The merger was announced March 25. Terms were not disclosed.
The newly formed organization is majority owned by private equity firms Owner Resource Group LLC and Shelton, Conn.-based Saugatuck Capital Co. Owner Resource Group of Austin, Texas, bought Richardson in 2017. Saugatuck Capital acquired Tulip in 2012.
Going forward, TRM will be led by Tulip's Craig Kellogg as CEO and Richardson's Steve Dyer as president and chief operating officer.
"These two companies, which formerly were competitors, share a lot of the same customer base, a lot of the same products, but the difference being Richardson was much more heavily concentrated with industrial business whereas Tulip was more concentrated with automotive," Kellogg said in a March 27 phone interview with Plastics News.
Both companies participate broadly in the lead-acid battery industry, he said.
"We're extremely excited about this opportunity," Dyer said during the call. "We've known each other in the market for many, many years. … I think there was some mutual admiration because we were competitors and we knew how good the other team was."
Tulip molds polypropylene battery components as well as containers, covers, vents, handles and other parts for diverse industries such as automotive, commercial, defense, appliances and sporting goods. The company does custom molding and insert molding, and produces its own engineered resins. It also has a cold form division for manufacturing lead products, including ammunition, wire and battery terminals.

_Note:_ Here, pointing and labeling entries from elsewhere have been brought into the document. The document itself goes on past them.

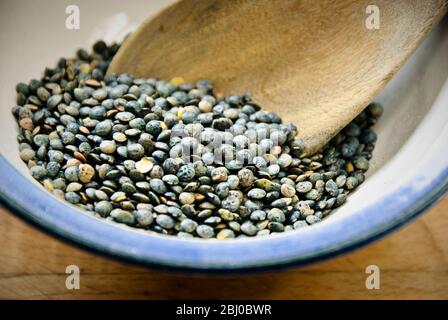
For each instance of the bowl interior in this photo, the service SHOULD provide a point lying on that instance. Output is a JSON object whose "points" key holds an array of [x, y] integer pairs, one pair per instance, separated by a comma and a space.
{"points": [[29, 45]]}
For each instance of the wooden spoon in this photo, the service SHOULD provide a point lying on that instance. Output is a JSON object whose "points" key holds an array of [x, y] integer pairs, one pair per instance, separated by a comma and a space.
{"points": [[316, 63]]}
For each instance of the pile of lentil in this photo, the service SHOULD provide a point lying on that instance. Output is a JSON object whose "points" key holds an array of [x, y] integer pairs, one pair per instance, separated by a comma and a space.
{"points": [[145, 152]]}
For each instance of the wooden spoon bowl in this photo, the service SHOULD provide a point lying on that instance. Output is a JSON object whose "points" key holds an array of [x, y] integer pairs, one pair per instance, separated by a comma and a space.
{"points": [[316, 63]]}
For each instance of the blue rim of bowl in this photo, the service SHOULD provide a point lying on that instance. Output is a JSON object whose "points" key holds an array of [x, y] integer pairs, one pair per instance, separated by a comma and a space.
{"points": [[289, 249]]}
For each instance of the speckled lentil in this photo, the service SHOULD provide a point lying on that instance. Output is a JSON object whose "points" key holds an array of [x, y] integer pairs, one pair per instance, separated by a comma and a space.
{"points": [[173, 158]]}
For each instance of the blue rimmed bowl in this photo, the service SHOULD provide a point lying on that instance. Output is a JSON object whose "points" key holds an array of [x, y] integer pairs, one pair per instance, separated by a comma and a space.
{"points": [[409, 169]]}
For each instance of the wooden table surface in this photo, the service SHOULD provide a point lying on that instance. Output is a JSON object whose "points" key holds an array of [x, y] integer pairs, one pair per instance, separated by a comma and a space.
{"points": [[413, 264]]}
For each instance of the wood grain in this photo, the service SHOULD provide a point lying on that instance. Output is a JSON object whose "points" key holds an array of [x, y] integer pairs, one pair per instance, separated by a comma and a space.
{"points": [[413, 264], [314, 61]]}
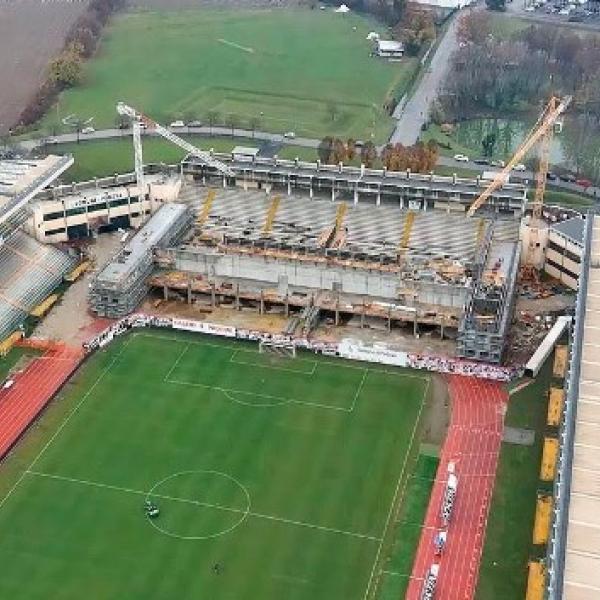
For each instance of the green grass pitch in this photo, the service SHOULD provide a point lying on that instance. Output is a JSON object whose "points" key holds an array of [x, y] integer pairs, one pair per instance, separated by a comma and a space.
{"points": [[284, 67], [285, 472]]}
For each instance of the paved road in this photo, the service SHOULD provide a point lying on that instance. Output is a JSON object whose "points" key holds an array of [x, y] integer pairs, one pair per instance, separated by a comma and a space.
{"points": [[416, 111], [275, 140]]}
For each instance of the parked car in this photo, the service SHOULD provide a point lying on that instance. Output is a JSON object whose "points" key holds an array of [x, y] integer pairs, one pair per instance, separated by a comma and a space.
{"points": [[568, 178]]}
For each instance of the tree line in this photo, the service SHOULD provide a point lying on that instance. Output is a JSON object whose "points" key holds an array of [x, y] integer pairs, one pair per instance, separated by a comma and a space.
{"points": [[65, 70], [419, 158]]}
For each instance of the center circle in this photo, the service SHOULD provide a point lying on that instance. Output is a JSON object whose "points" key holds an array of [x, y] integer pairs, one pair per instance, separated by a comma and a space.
{"points": [[199, 504]]}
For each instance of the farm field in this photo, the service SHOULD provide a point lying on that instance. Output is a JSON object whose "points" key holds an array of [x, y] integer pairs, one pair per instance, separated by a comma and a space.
{"points": [[31, 32], [275, 478], [286, 69]]}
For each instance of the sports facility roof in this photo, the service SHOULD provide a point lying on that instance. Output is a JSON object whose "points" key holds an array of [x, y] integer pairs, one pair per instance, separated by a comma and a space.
{"points": [[582, 557]]}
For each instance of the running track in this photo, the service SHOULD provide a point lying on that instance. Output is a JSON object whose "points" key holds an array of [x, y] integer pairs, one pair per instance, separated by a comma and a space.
{"points": [[473, 443], [33, 388]]}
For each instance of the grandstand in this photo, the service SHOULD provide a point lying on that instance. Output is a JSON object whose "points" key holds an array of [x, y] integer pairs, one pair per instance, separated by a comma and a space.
{"points": [[401, 266], [29, 272]]}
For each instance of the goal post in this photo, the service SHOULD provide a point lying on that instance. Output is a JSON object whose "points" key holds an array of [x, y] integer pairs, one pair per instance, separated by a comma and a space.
{"points": [[278, 348]]}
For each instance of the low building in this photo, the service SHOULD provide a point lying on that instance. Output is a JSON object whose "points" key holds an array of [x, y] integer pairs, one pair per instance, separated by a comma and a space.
{"points": [[389, 49], [564, 251]]}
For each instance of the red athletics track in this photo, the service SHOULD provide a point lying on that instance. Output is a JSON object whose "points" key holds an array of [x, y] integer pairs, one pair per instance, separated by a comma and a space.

Nearly 100 percent of lead-acid batteries are recycled in the United States. Tulip uses recycled battery plastic chips and the recycled lead to produce battery terminals, Kellogg said.
Richardson primarily makes injection molded thermoplastic parts such as jars and covers for the lead-acid battery market.
"The companies are very similar, and they fit well in the same space," Kellogg said.
The combined operation brings TRM's manufacturing platform to four facilities in Columbus, Ind., which has been the headquarters for Richardson; Philadelphia, Miss.; Niagara Falls, N.Y.; and Milwaukee, with more than 135 injection molding machines ranging from 10-1,100 tons. Richardson's engineering center in Indianapolis will also remain in operation.